We're taking a closer look at city schools in college football. Our definition of a city school is one that competes in the same city/market as an NFL franchise. The Big East has a few of them. Including the South Florida Bulls.
School: South Florida
Location: Tampa, Fla.
Enrollment: 31,000 full-time undergraduate students
Bowl appearances: 5
NFL first-round picks: 2
Losing seasons: 2
10-win seasons: 0
Source: ESPN Stats & Info (Note: College numbers date back to 1936, the first year of the AP poll. NFL numbers date back to 1970.)
The good: South Florida football didn't even exist until 1997. The Bulls' first coach, Jim Leavitt, often talked about the early days of the fledgling program, when coaches worked out of trailers.
But if you were going to start a new program, putting it in Tampa would be a smart idea. The state of Florida annually produces some of the top football talent in the nation, and USF coaches rarely, if ever, have to get on an airplane to go recruit. There are literally hundreds of Division I prospects within a couple hours' drive of the Bulls' campus.

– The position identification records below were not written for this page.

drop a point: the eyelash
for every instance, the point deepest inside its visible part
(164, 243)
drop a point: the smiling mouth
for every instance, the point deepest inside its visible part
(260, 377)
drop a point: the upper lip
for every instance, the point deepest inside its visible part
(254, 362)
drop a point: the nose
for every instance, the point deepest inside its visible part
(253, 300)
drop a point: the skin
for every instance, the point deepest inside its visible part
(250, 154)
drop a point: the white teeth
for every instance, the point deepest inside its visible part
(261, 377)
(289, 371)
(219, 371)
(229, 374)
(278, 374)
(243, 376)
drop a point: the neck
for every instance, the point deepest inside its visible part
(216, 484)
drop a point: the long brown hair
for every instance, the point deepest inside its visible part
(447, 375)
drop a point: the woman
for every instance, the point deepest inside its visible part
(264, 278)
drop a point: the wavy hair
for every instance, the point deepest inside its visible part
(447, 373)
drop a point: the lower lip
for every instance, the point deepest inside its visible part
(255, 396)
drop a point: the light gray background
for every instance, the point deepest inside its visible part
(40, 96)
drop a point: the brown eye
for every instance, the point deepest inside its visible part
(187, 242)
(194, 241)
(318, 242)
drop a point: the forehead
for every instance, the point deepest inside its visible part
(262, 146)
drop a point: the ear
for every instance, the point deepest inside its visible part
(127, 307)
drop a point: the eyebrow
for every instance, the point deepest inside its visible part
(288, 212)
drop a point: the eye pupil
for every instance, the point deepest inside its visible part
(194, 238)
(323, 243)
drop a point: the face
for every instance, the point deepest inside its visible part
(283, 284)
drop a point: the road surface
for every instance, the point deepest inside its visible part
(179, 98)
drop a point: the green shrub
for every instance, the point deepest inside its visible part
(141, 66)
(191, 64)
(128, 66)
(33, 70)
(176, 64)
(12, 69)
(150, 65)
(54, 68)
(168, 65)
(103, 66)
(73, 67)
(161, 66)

That location helped Leavitt build the program up incredibly fast. The Bulls reached a BCS AQ conference in just eight years when the Big East opened its doors in 2005. They achieved their first national ranking in 2007 and rose all the way to No. 2 in the polls that season.
South Florida shares its home field with the Tampa Bay Buccaneers at Raymond James Stadium, where crowds have been known to get pretty rowdy during big night games. In the past two years, the Bulls have beaten both Miami and Florida State to stake their claim as one of the state's new powers. The team's potential convinced Skip Holtz to take over last January, and he appears to have the program on the rise. USF has a growing student body, the city is surrounded by water and the weather's almost always nice. What's not to like?
The bad: You can build a program quickly, but tradition and top-flight success still take time.
USF has been able to swipe a few high-profile recruits away from the big boys over the years, but it still must compete with Florida, Florida State and Miami in its own state and won't often win those battles. It's not just the Buccaneers who vie for media and fan attention in Tampa; tons of Gators, Seminoles and Hurricanes fans live there, too.
Though the student population is growing, USF as a school is less than 60 years old, so there is a lack of big-money alumni who can underwrite the football program. The campus still has a bit of a commuter-school vibe to it, and the Bulls' facilities badly needed an upgrade by the time new practice fields were installed this year.
The Bulls have notched some impressive upsets over the years, but they have yet to get over the hump and reach the next level. They have never finished higher than tied for third in a conference race. Many feel this is a sleeping giant, and Holtz looks like a coach who's capable of having USF rise to the top of the Big East.